The Challenges of Caring for an Adult With Sanfilippo Syndrome
Sanfilippo syndrome is a rare, genetic disease that typically presents itself in children when they are either toddlers or adolescents. Children with this disease commonly exhibit hyperactivity, cognitive decline, sleep problems, diarrhea, and declining motor skills. Unfortunately, these individuals often pass away either before or during their teenage years.
My oldest daughter, Abby, has Sanfilippo syndrome, and she is 26. She has an attenuated form of the disease, which means it is slower progressing, resulting in a longer life span. She wasn’t even diagnosed with Sanfilippo until age 22. Her diagnoses up until then were autism, ADHD, and intellectual disability. Hindsight reveals that she likely peaked cognitively around age 5 or 6 and began declining slowly after that.
One of the biggest challenges in caring for Abby now is her size. This is not to imply that she is obese; she’s simply adult-sized. She still ambulates independently, but her motor planning skills have greatly declined. Sanfilippo causes brain damage, and over time, this inevitably affects those skills.
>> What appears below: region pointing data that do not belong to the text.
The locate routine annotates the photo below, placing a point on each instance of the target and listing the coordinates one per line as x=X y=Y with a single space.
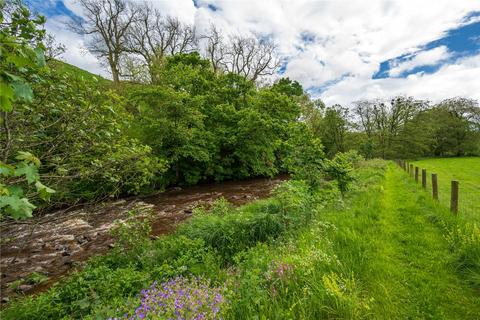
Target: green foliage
x=340 y=168
x=304 y=156
x=212 y=126
x=21 y=53
x=329 y=260
x=18 y=184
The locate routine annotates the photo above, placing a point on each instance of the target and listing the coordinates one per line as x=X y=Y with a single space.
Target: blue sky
x=341 y=51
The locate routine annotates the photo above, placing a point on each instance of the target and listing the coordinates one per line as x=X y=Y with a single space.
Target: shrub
x=180 y=298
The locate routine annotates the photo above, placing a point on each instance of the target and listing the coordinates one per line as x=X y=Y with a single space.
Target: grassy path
x=403 y=259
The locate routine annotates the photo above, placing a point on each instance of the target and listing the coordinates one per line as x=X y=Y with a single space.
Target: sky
x=340 y=51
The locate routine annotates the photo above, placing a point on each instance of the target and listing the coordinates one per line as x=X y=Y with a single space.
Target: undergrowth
x=302 y=254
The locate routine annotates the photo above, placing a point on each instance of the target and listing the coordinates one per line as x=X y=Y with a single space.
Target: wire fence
x=461 y=196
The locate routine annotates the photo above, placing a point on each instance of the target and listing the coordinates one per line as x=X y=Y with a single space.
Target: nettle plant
x=21 y=59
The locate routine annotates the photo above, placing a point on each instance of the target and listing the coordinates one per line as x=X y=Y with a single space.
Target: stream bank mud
x=54 y=244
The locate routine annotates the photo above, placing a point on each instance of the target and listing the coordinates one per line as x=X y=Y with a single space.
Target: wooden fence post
x=424 y=178
x=434 y=186
x=454 y=197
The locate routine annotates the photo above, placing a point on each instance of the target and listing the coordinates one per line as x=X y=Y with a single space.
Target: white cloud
x=76 y=53
x=351 y=37
x=424 y=58
x=457 y=79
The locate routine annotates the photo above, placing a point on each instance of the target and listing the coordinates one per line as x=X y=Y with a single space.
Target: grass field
x=467 y=172
x=385 y=250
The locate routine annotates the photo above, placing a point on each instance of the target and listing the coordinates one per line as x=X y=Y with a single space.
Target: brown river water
x=57 y=243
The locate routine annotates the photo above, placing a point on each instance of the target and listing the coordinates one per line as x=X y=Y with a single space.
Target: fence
x=414 y=171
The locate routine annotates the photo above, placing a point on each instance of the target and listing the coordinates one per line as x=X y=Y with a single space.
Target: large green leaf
x=43 y=191
x=6 y=170
x=28 y=157
x=30 y=172
x=23 y=91
x=16 y=207
x=40 y=57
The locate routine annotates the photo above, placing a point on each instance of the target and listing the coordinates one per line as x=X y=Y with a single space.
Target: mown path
x=404 y=260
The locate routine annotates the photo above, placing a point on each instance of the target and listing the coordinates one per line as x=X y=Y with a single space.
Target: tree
x=22 y=61
x=334 y=129
x=251 y=58
x=153 y=36
x=215 y=48
x=382 y=121
x=456 y=127
x=107 y=23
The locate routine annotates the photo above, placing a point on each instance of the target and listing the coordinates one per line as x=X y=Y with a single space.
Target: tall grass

Motor planning is the brain’s way of planning for movements, both big and small. Abby has had poor motor planning skills for many years, but she is exhibiting greater deficits in this area now. This is especially evident because she needs help navigating through the only house in which she has ever lived.
At times, she can be very unsteady, and she has occasionally fallen. Size plays a part here because the bigger the body, the harder the fall. And she doesn’t understand to brace herself if she falls. (This resulted in a very scary and painful face-plant within the past year.) So although she is encouraged to walk around if she desires, whoever is watching her must be cognizant of how steady she is on her feet on any given day.
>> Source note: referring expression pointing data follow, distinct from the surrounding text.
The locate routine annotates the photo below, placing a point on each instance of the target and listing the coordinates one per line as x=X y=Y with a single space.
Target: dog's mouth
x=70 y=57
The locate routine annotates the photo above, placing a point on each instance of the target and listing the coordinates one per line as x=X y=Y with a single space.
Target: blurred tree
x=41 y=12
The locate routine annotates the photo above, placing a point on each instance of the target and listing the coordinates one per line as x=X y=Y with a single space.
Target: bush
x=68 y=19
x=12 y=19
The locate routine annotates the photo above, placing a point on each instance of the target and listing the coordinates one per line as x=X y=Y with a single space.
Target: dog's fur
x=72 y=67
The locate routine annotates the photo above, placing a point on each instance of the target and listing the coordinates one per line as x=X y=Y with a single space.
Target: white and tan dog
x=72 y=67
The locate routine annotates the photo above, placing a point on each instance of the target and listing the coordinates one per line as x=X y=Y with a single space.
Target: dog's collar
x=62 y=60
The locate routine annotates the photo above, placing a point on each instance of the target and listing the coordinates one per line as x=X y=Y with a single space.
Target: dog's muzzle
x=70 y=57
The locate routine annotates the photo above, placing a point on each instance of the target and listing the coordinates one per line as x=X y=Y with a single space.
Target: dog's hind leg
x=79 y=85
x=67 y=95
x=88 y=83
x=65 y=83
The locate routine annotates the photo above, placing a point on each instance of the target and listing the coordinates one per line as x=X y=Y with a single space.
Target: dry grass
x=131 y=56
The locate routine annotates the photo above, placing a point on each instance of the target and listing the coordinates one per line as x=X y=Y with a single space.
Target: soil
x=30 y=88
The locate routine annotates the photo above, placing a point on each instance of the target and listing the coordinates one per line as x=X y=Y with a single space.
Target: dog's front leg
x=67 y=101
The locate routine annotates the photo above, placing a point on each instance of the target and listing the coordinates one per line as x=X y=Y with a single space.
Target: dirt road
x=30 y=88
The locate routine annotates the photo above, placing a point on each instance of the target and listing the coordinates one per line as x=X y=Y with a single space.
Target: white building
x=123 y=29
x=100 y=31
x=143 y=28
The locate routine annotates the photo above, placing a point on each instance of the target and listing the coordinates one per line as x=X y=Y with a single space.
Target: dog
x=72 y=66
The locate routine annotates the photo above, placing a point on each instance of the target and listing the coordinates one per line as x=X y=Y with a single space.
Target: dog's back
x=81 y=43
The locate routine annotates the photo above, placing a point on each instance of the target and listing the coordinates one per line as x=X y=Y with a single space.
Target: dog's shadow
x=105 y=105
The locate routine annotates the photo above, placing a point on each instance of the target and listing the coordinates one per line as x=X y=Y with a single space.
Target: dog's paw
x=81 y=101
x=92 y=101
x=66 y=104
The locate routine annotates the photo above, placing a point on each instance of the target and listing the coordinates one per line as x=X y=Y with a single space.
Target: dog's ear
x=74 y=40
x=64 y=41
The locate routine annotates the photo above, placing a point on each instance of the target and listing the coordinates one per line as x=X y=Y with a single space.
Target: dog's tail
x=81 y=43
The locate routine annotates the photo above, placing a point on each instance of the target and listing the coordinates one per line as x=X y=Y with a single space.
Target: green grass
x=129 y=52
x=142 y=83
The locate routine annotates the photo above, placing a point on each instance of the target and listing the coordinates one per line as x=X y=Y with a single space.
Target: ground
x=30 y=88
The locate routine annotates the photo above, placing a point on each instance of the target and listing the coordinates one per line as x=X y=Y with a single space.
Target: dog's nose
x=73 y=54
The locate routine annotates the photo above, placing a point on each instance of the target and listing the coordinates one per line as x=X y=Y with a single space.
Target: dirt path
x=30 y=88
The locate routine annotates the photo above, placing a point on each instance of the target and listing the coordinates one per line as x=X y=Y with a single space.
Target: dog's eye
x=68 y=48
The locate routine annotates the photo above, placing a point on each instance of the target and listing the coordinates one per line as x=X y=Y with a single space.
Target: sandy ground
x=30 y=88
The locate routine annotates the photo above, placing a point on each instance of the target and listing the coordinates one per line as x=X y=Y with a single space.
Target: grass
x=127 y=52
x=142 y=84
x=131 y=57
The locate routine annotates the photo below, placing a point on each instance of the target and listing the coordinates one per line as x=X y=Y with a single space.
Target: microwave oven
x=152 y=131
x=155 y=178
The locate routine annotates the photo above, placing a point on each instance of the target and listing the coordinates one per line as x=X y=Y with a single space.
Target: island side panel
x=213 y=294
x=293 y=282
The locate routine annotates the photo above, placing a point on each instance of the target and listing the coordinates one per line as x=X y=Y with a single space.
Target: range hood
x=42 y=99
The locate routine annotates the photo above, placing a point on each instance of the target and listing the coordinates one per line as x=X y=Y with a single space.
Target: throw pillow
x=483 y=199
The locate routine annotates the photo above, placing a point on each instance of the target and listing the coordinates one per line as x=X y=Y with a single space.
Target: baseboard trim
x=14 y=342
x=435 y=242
Abby is also very hesitant when navigating certain parts of the house. This is especially true if there is a difference in the appearance of the floor. For example, there is a walk-in shower in her bathroom, and the tile in the shower itself is different from the tile in the bathroom. Even though it is flush and there is no difference in level at all, she hesitates to step “into” the shower.
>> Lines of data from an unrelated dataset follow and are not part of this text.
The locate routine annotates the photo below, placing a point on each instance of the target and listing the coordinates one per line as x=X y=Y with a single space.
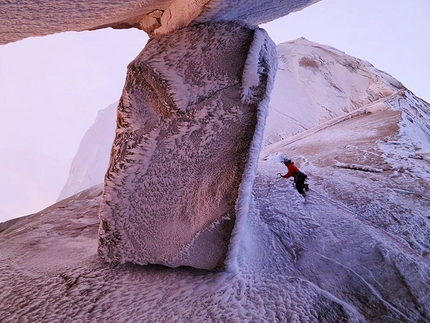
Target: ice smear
x=185 y=142
x=258 y=75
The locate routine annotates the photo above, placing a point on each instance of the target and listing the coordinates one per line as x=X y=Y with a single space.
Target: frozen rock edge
x=189 y=132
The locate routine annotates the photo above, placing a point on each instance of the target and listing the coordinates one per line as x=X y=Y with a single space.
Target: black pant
x=299 y=179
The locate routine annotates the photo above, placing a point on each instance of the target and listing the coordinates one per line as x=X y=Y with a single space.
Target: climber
x=299 y=177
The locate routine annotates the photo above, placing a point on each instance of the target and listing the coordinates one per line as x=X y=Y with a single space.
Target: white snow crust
x=356 y=250
x=182 y=128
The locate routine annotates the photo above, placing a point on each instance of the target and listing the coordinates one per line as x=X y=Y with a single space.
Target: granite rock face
x=190 y=124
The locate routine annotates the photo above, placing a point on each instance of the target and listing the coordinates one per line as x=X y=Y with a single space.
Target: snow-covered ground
x=356 y=250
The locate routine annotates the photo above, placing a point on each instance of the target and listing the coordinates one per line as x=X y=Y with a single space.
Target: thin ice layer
x=189 y=129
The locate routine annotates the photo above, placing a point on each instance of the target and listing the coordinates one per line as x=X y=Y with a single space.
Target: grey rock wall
x=186 y=121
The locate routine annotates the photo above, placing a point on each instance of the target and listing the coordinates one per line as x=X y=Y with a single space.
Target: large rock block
x=189 y=128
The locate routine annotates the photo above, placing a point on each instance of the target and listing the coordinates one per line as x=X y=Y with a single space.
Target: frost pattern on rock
x=185 y=138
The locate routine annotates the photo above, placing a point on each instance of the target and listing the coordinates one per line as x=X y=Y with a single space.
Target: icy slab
x=189 y=131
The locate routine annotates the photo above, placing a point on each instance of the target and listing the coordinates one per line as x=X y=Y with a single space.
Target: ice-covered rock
x=189 y=130
x=29 y=18
x=316 y=83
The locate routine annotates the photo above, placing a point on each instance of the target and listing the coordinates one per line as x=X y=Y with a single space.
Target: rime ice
x=189 y=130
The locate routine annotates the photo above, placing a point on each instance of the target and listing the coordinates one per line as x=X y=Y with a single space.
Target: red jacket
x=292 y=170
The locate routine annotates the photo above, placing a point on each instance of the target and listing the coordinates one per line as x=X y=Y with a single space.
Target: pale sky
x=52 y=87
She also has great difficulty stepping down, like out the front door of the house. Her depth perception is likely inaccurate, and this causes her to take a very long time to actually step down. Whoever is helping her must talk her through it and nudge her leg to tell her which one to move. Or we just wait it out. Although we all know she cannot help it, it can be frustrating, especially if we are in a hurry for some reason.
I have written previously about other various difficulties that come with caring for an adult with Sanfilippo. Most stem from the fact that she is adult-sized and cannot be picked up and put where we need her. These challenges will likely change with time, and we will adapt. We are fortunate to still have Abby here with us, so we try to concentrate on that fact.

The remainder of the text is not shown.